Saturday, November 03, 2007

Equal Play: Title IX and Social Change

Professors Nancy Hogshead-Makar (Florida Coastal) and Andrew Zimbalist (Smith) have edited a new anthology called Equal Play: Title IX and Social Change. Equal Play compiles a wide variety of sources including legislative and regulatory material, judicial opinions, scholarly commentary, political commentary, and sports writing. Its presentation of this material conveys the mutually-constitutive relationship between law and culture in the area of gender equality and sport.

Part I contextualizes Title IX with excerpt from scholars like Susan Cahn and Welch Suggs and sports writers for SI and ESPN.com that convey the challenges and obstacles for female athletes prior to Title IX's inception. Part II provides a snapshot of the legal and political efforts to secure Title IX and its application to athletics. In addition to the statute, the implementing regulations, and the policy interpretation, the editors also include evidence of failed efforts to weaken or neutralize Title IX, like Senator Bayh's statement in opposition to the Tower Amendment, which had it passed would have exempted revenue-producing sports from the Title IX, and a district court opinion rejecting the NCAA's efforts to undermine Title IX's application to athletics.

Part III focuses on Title IX in in the 1980s and is appropriately titled "The Initial Backlash." The editors excerpt from the Court's Grove City College decision, which limited Title IX's applicability to programs receiving federal funds, until Congress reversed the ruling in 1987 (the legislation is also included). They also describe the NCAA's change in strategy from opposing Title IX to taking over women's sports and its governing body, the AIAW. By including an excerpt from Professor Gary Roberts's address to the Knight Commission, the authors convey that the NCAA's absorption of the AIAW expanded concern about commercialization to now include women's sport.

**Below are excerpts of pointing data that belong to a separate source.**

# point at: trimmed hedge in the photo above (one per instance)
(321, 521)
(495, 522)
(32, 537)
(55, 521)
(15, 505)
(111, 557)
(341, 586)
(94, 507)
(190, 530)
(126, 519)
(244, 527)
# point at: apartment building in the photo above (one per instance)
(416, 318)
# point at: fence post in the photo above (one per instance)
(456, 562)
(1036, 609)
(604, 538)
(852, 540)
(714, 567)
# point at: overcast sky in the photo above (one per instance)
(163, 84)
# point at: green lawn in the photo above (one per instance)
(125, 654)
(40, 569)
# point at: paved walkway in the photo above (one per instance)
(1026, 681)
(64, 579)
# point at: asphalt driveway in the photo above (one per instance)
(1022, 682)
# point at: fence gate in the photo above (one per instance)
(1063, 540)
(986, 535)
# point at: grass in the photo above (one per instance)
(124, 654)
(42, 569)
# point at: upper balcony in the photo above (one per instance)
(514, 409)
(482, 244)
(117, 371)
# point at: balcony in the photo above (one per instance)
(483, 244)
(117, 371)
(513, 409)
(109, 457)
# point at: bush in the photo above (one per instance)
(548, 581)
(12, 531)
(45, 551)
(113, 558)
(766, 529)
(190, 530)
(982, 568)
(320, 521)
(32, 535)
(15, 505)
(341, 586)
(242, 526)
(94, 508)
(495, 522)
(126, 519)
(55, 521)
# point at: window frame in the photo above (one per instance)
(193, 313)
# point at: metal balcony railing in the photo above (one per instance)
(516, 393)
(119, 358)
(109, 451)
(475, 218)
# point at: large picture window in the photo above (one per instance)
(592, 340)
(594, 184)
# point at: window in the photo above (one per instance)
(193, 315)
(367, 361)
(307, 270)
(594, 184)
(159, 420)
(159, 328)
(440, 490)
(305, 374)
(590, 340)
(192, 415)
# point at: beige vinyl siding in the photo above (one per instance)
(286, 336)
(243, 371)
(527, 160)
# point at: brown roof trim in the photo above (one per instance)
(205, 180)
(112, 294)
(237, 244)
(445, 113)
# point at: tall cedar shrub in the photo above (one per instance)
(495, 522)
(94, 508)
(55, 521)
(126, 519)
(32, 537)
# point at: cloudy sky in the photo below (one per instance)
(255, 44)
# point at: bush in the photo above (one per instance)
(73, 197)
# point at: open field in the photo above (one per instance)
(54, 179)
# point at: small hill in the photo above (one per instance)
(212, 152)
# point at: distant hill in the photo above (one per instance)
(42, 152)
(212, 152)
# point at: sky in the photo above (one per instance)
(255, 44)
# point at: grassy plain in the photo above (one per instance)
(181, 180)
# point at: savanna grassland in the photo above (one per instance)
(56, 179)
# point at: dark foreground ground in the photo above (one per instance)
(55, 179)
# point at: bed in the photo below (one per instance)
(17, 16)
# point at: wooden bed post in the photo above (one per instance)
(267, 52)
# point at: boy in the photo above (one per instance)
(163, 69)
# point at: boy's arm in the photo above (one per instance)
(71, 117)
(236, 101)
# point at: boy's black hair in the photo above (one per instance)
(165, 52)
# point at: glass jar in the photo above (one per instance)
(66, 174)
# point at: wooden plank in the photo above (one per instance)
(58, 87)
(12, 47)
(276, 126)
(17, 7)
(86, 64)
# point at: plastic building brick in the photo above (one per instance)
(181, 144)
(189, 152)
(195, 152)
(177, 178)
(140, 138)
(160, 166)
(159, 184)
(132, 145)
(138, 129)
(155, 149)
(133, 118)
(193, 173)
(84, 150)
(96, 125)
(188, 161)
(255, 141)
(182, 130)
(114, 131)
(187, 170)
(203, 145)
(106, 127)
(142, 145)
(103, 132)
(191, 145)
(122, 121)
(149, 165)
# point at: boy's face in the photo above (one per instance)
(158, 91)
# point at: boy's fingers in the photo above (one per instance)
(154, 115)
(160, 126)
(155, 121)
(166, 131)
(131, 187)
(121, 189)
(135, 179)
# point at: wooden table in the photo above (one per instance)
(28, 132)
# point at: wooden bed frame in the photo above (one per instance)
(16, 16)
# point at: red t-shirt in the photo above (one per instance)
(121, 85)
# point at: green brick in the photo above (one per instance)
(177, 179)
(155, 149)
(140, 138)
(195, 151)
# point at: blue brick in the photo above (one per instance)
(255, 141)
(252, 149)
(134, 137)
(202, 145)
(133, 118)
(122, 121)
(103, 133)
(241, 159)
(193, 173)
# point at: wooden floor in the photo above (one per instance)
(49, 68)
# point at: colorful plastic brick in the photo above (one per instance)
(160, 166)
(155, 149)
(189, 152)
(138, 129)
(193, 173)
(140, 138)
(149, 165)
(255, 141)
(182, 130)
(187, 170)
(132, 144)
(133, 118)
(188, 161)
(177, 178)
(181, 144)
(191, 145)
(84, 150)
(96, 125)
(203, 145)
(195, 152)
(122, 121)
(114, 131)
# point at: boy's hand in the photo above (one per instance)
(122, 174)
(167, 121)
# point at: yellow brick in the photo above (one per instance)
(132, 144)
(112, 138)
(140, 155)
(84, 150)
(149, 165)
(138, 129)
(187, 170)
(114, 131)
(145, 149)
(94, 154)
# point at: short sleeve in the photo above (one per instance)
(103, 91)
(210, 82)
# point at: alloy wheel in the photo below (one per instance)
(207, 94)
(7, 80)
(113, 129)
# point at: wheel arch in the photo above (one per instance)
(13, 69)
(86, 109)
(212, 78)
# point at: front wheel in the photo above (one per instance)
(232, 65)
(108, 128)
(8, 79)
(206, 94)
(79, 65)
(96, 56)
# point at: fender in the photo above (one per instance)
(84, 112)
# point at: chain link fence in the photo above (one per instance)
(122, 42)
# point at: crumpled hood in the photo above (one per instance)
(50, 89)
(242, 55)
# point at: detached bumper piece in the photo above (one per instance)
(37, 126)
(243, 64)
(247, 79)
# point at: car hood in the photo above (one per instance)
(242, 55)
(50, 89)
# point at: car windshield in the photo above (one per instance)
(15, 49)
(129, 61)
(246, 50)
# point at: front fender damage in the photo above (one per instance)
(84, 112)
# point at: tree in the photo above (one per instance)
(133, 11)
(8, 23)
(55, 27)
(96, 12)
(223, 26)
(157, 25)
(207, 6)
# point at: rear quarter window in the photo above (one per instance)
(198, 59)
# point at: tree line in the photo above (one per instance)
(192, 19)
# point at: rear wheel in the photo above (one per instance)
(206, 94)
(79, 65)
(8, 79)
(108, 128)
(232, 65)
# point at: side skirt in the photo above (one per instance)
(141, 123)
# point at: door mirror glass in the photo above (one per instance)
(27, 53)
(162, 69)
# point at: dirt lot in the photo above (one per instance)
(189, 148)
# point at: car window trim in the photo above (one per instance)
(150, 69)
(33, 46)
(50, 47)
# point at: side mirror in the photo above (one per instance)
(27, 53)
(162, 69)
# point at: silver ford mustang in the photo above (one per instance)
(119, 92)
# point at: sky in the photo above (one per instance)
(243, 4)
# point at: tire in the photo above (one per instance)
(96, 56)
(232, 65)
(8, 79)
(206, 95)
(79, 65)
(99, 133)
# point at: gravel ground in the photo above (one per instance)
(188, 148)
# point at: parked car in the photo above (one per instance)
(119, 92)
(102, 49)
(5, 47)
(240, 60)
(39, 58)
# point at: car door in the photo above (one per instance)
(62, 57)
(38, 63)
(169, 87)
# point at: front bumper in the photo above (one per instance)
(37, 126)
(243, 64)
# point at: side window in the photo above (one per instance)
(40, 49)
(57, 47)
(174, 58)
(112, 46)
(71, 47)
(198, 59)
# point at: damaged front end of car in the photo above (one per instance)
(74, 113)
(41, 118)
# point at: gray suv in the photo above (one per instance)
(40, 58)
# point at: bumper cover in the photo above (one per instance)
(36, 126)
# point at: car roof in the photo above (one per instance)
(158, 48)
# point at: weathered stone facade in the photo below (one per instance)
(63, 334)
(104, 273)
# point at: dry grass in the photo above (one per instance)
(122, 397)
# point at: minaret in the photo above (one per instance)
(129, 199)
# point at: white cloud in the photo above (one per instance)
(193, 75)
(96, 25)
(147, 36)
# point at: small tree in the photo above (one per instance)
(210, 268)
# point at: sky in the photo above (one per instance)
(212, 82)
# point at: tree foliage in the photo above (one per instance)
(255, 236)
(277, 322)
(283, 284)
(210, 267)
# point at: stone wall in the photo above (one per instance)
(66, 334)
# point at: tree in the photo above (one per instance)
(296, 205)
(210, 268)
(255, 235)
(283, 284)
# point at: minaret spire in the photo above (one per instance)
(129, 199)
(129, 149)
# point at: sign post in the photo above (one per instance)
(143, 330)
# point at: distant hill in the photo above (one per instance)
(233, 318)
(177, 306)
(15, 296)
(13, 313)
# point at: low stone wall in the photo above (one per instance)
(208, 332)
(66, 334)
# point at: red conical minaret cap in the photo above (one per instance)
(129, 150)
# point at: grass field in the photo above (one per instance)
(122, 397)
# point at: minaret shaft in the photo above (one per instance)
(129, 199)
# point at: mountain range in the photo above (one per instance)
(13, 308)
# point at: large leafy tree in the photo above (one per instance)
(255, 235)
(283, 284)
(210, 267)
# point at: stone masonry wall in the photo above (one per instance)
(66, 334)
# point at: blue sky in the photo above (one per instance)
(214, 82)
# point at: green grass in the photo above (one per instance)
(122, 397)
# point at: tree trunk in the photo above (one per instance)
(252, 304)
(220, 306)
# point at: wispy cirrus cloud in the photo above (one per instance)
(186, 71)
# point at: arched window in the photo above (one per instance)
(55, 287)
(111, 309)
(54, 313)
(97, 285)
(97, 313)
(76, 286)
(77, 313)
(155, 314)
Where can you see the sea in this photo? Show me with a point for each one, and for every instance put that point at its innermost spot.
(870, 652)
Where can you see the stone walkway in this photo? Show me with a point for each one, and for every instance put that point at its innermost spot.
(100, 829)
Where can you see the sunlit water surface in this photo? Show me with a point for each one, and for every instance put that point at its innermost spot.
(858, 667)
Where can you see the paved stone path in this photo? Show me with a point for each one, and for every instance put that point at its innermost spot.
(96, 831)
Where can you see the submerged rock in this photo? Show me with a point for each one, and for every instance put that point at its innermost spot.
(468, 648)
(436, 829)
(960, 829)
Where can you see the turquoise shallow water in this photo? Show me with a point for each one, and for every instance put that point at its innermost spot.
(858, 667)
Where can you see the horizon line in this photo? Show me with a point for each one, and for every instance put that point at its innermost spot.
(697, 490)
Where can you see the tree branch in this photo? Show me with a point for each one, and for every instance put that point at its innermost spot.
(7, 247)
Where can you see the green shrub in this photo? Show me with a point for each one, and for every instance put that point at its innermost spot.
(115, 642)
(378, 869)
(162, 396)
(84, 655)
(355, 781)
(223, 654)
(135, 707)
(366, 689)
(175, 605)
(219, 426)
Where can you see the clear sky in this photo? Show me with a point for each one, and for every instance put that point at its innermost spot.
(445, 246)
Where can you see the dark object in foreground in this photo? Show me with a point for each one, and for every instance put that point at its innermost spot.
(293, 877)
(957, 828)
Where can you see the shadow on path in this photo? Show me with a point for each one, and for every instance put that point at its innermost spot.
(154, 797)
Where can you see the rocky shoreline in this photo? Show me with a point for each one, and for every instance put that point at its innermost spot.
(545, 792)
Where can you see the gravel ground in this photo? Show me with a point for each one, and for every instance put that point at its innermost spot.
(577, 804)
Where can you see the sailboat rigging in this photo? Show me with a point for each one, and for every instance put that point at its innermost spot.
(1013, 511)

In Part IV the theme changes from backlash to progress as the focus shifts to the 1990s. Excerpts include the First Circuit's decision in Cohen v. Brown University, which favorably construed the three-prong test, and Mariah Burton Nelson's examination of the benefits of athletic participation for women and girls. But in Part V, the current decade, the backlash theme returns. On offense we see the National Wrestling Coach's Association, Jessica Gavora, the Department of Ed, and the Commission on Opportunity in Athletics all challenging Title IX's legality, principle, and application. On defense we see Donna de Varona and Julie Foudy, Don Sabo and Christine Grant, and the editors themselves all attempting to neutralizing the offensive strike with reason, evidence, and statistics.

By dividing up the book this way, the editors shine the spotlight on the persistent struggle to sustain and protect Title IX, an important project that countermands the popular mythology of Title IX as a thirty-five year feel-good story for girls and women in sport. The reader can't help but parallel the backlash of today and that of the 1980s and internalize the fragility of the law, which faced/faces serious legal and cultural opposition. At the same time, the progress chapters show exactly why it is so important to continue the struggle to overcome resistance backlash and fully realize the equality promise of Title IX.